An Essay of the National Structure


Nishiyama Uzō
Norman Hu


This chapter is a tentative proposal for urban configuration in Japan, and adopts a position critical of the “urban sprawl theory” widely promoted during and immediately after World War II. Following on from the previous chapter, this essay, although slightly abridged, brings together the theme of “gradated construction of state and city.”

Large cities facing overpopulation and high-density industry are condemned for various reasons; conceivably, small residential zones could be dispersed throughout the countryside if physically urban enlargement merely involved a merging of the manmade environment; however, this is impossible in Japan due to limitations regarding land and population. With this in mind, I critique the theory of urban structure Ishikawa Hideaki developed in works including the wartime “Constructing the City for the Empire” [Ko-koku toshi no kensetsu];

I focus on medium-sized cities of between 100,000 and 200,000 people with residential and urban structure units of fixed populations, where work and home are intimately connected and support a cultural life, and I propose this as the fundamental unit for the national structure. Accordingly, rural areas are composed of carefully positioned medium-sized cities that residents of the entire region routinely use as cultural and economic centers; meanwhile very large urban city complexes serve as regional and national hubs, and are created by locating together medium-sized specialized-function cities or a group of such cities in a coordinated organization that rationally allocates functions. In each case, these urban units are separated by rural zones or at the very least by green belts, and this prevents the formation of sprawling megacities. Even if not everyone knows each other, a completely stable regional community of at most 200,000 is created. This evaluates from a certain critical perspective theories proposed by Ishikawa to develop Japan that ignore urban lives and press ahead with urbanization and the devastation of the regions—theories that call for gradated formation of urban areas to bring together daily, weekly, monthly, seasonal and annual rhythms of life, by investigating first of all the “bustling city center” and then emphasizing functionality revolving around business, economics and culture; it could be said that [my] tentative proposal builds on this, yet adds revisions to accommodate Japanese conditions which demand a more concentrated national structure. This proposal in principle has been devised based on conditions that meet the rhythm of daily living, or of that over slightly longer periods, in economic and cultural centers that can support a certain population size; but the slightly less important conditions for urban formation—industry location and transport structure—are generally left somewhat abstract. Not that these conditions are ignored.

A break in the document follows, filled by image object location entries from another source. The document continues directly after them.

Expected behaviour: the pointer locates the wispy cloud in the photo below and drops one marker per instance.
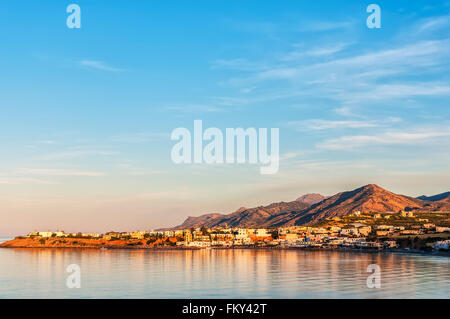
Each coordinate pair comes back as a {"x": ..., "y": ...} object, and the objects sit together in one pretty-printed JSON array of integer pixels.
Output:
[
  {"x": 24, "y": 180},
  {"x": 74, "y": 154},
  {"x": 412, "y": 137},
  {"x": 318, "y": 124},
  {"x": 317, "y": 26},
  {"x": 99, "y": 65},
  {"x": 140, "y": 137},
  {"x": 194, "y": 108}
]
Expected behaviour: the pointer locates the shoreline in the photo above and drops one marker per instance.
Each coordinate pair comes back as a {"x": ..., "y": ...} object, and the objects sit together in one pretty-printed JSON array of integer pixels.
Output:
[{"x": 169, "y": 248}]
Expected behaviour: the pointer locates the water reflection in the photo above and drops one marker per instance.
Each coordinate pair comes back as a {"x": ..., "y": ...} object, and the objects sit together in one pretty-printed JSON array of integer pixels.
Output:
[{"x": 41, "y": 273}]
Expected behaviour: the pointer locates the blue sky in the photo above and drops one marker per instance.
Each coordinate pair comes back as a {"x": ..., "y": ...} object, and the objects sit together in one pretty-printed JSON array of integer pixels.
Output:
[{"x": 86, "y": 114}]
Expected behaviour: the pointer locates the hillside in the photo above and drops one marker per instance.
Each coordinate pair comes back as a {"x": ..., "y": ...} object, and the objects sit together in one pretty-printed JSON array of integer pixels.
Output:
[{"x": 299, "y": 212}]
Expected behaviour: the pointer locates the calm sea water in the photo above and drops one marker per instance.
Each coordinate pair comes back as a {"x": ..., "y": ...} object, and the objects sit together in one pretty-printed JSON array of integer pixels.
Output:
[{"x": 41, "y": 273}]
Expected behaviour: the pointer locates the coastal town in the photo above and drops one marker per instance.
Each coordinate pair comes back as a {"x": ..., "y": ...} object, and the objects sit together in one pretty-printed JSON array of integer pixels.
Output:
[{"x": 426, "y": 231}]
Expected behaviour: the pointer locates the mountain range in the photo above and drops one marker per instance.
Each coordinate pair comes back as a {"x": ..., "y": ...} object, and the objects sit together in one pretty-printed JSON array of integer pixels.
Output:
[{"x": 313, "y": 208}]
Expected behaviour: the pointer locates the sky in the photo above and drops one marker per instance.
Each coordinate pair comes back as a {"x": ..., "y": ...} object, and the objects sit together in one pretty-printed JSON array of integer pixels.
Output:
[{"x": 86, "y": 114}]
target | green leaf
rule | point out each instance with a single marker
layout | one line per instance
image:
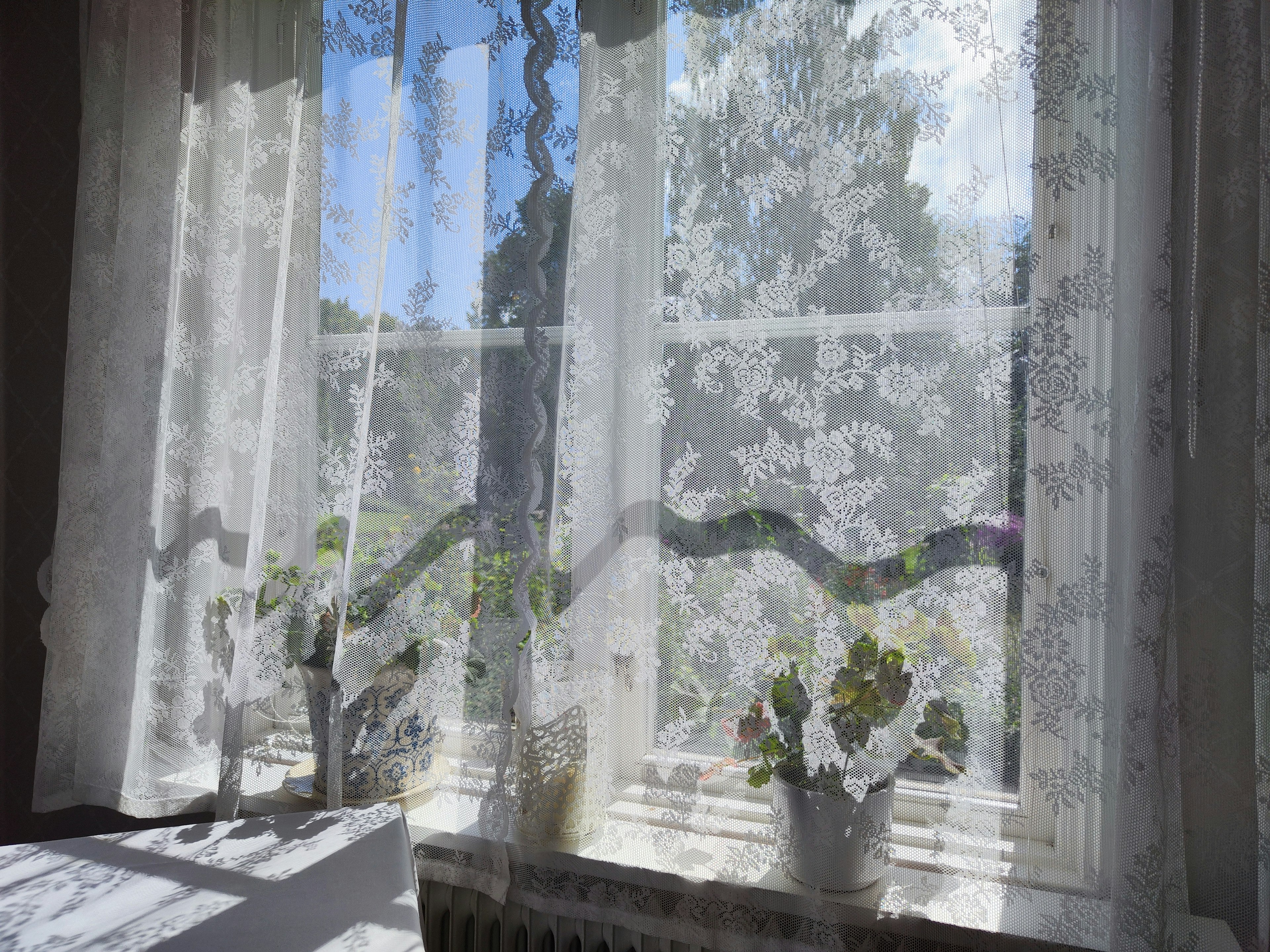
(760, 775)
(863, 657)
(893, 683)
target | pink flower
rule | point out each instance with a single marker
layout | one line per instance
(748, 727)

Rather, the fact is that to counter overconcentration, ever more urban sprawl, chaos, and congestion in a growing city when these conditions are left to develop unchecked, stress has been placed on trying to meet the condition of restoring prosperity to people’s lives when striving for [urban] reconstruction. Moreover, this tentative proposal is a broad attempt to sketch out the parameters for the all-important large cities in regional areas throughout the long and narrow Japanese archipelago, based on the model that was studied.